Mathematics is the language of science. Twinned so intimately with physics, over the past centuries mathematics has become a superb—indeed, unreasonably effective—language for understanding planets moving in space, particles in a vacuum, the structure of spacetime, and so on. Yet, while Wigner speaks of the unreasonable effectiveness of mathematics in the natural sciences, equally eminent mathematicians, not least Gelfand, speak of the unreasonable ineffectiveness of mathematics in biology and related fields. Why such a difference?
A contrast between physics and biology is that while physical systems can often be studied in isolation—the proverbial particle in a vacuum—biological systems are necessarily situated in their environment. A heart belongs in a body, an ant in a colony. One of the first to draw attention to this contrast was Ludwig von Bertalanffy, biologist and founder of general systems theory, who articulated the difference as one between closed and open systems:
Conventional physics deals only with closed systems, i.e. systems which are considered to be isolated from their environment. […] However, we find systems which by their very nature and definition are not closed systems. Every living organism is essentially an open system. It maintains itself in a continuous inflow and outflow, a building up and breaking down of components, never being, so long as it is alive, in a state of chemical and thermodynamic equilibrium but maintained in a socalled ‘steady state’ which is distinct from the latter.

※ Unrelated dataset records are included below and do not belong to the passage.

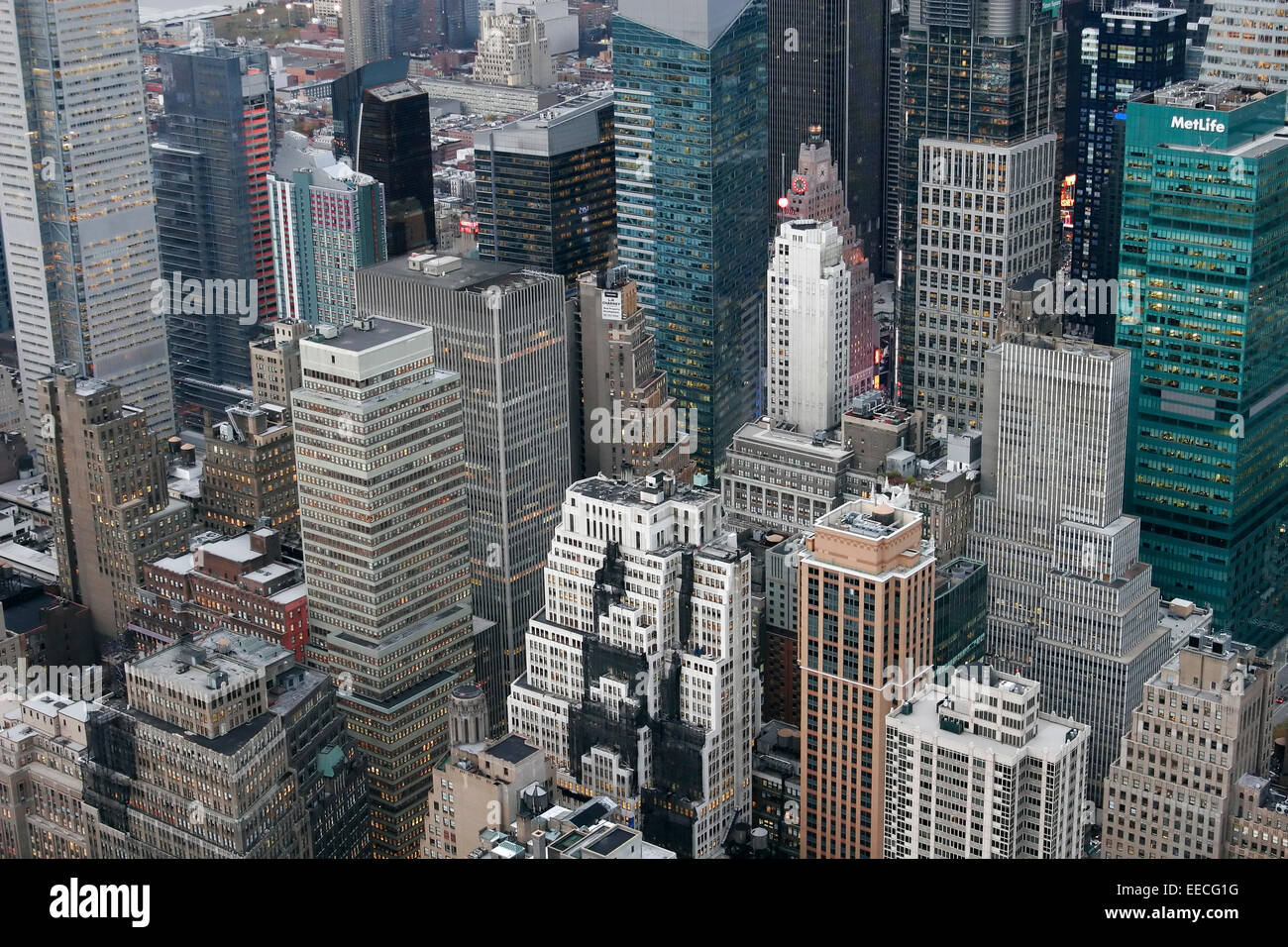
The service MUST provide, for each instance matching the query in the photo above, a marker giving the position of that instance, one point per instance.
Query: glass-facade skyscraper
(80, 244)
(1133, 50)
(694, 210)
(545, 188)
(827, 67)
(983, 81)
(211, 162)
(1205, 263)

While the ambitious generality of general systems theory has proved difficult, von Bertalanffy’s philosophy has had great impact in his home field of biology, leading to the modern field of systems biology. Half a century later, Dennis Noble, another great pioneer of systems biology and the originator of the first mathematical model of a working heart, describes the shift as one from reduction to integration.
Systems biology […] is about putting together rather than taking apart, integration rather than reduction. It requires that we develop ways of thinking about integration that are as rigorous as our reductionist programmes, but different. It means changing our philosophy, in the full sense of the term.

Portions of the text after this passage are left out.